100 miles north of Toronto just south of Georgian Bay, the east end of Lake Huron, in central Ontario, Tay Township and just near by to it, not far from where I live. A bit of freezing rain on the trees, we may just miss the larger freezing rain storm blasting through Southern Ontario over the next 24 hours.
It is interesting to keep returning to the same spots through the four seasons. Today I noticed that with all the foliage down, I could now see from a slightly different position a view of the Sturgeon River, little more than creek sized, that during the full grown season was invisible. This section of the river was the water supply for a 17th century Huron village. A haunting spot.
nice looking dawn on Georgian Bay this AM, smallish cloud bank with wide open clear sky above to the east….the bay is very still. It is going to be a good day to take a camera out for some adventures….. I wonder what we will catch today.
BTW I have been immortalized. My neighbour, Murray Van Halem, painted me. I appear to be channeling Hemingway, but the beard is off this month and will perhaps return during the winter…… thanks. Murray.
Earlier in December this year the bay had begun to ice over almost completely but then the daytime temperature rose above freezing and the ice changed state back. Colder temperatures returned since this shot and the ba y is iced with a thin solid cover as of Dec. 29th.
Image = shore edge in front of my home on the eastern end of Georgian Bay, which is the east end of Lake Huron, one of the Great Lakes of North America. I have been living up here 100 miles north of Toronto for twelve years (fulltime). My family rented here in the sixties and then bought a lot and built this cottage in 1969-70. It is a beautiful place and I am fortunate to live here.
until the shore growth got high enough to hide predators, families of Canada Geese would amble in to crop away at the plant life…..it is fun to watch the tiny golden goslings mature into as of this week nearly full-sized geese.. the neck stretching guard adult geese are careful in their watching and quickly sound the alarm when they dont like something in the area, which produces a mad rush and much splashing as the family skedaddles out into the safety of the bayy
I had an appointment at 130pm at St. Michael’s Hospital in the downtown core of Toronto, Ontario, Canada. I lived in Toronto for 42 years so I have some experience in driving in its clogged traffic, but I have lived on Georgian Bay for ten years and I am used to the lighter traffic up here. What’s more Toronto traffic is widely believed to be worse and getting worse each year.
The weather was poor, fog and rain all the way down and most of the way back up. Around 7 pm I had reached Barrie on the return drive and decided to stop to unwind over a coffee and having finished it I walked out to get back on the 400 north and encountered a sharp drop in temperature and a strong wind. The day’s drive had been bad with the fog and rain and all the vehicle spray especially the treat of having a tractor trailer pass by at 120km per hour.

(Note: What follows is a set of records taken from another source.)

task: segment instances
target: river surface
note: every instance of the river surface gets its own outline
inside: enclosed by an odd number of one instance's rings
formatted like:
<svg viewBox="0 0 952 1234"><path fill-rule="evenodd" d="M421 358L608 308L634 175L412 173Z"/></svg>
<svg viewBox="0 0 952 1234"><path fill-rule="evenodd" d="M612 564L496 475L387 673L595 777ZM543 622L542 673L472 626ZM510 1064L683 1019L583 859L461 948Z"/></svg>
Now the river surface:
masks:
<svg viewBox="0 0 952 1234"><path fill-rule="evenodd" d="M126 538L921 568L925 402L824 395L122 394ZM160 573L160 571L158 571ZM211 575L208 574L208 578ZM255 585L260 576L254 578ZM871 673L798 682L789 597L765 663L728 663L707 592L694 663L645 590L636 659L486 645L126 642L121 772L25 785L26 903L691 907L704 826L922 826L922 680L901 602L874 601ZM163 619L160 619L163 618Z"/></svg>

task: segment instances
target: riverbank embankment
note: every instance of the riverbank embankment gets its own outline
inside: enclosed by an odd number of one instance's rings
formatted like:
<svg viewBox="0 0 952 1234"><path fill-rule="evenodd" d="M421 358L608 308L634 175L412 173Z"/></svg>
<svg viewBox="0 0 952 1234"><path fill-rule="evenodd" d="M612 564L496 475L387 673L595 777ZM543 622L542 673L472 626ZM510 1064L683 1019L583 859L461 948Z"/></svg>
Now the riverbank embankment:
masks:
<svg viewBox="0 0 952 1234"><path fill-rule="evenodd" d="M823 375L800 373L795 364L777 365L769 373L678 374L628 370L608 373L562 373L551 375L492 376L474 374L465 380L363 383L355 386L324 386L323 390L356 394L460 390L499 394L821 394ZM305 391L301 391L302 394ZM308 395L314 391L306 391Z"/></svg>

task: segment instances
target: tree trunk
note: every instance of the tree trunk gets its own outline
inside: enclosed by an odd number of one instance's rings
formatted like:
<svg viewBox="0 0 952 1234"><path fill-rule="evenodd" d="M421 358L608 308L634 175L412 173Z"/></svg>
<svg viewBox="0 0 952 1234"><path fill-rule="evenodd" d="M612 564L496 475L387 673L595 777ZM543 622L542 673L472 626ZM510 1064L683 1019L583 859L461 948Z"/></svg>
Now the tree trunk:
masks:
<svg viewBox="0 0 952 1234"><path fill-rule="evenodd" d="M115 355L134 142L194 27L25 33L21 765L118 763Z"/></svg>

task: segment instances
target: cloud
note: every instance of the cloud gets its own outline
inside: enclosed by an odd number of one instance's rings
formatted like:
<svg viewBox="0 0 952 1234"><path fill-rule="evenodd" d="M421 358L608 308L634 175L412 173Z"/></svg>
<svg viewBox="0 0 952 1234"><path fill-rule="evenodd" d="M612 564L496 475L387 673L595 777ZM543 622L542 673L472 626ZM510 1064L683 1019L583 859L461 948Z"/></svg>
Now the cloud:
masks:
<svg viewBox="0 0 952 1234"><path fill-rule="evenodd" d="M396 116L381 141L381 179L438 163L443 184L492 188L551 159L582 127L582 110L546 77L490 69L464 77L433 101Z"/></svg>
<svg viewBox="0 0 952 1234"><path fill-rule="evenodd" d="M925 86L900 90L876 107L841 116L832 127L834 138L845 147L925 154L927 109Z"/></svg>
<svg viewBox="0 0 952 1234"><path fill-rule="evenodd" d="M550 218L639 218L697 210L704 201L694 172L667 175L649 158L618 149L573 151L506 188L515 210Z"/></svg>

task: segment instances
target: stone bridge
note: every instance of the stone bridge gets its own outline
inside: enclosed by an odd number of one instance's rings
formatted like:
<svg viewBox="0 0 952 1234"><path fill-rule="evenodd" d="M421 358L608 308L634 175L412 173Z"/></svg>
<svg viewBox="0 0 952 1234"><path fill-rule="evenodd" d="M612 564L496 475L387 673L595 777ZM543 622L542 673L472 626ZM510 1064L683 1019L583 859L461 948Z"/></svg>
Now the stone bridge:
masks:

The wait was medium for the Ontario health care sytem, 90 minutes. I was there about the diabetic ulcer slowly healing on the back of my left ankle, my glacially healing heel. My care at this appointment was from a chiropodist and a student nurse specializing in wound care. The nurse’s accent place him as originally from eastern Europe. His English was flawless. The treatment last about twenty mninutes. The wound is better. It will still be several months before new skin forms a complete covering.
I have a return appointment next week at which I will see the plastic surgeon. At the moment a skin graft does not seem to be in my future. They seem to want me to heal this on my own. Which makes sense. If it takes months to heal the wound, the new wound from the incision to harvest skin for the graft would also take months to heal.
I have been wearing an aircast to off load the left heel. I find I am tippy with this the air cast. I wrap a small plastic retail bag around the open toe and tape it to the cast to keop my foot from getting soaked and freezing in the winter weather, both the rain and snow we have had this season.
I am also using a wooden cane with a flip down winter claw foot to snap in place of the rubber tip, for ice and snow and for balance. Curbs and stairs are more interesting these days.
I walk well on level ground, but on uneven ground or bumpy and patchy snow I do less well. I follow my instructions and shorten my stride and take it slow.
It is hard to judge when this all began for a sore started on my other foot first but healed on its own. This heel has been almost six months. Perhaps another two to three months to go to get it well.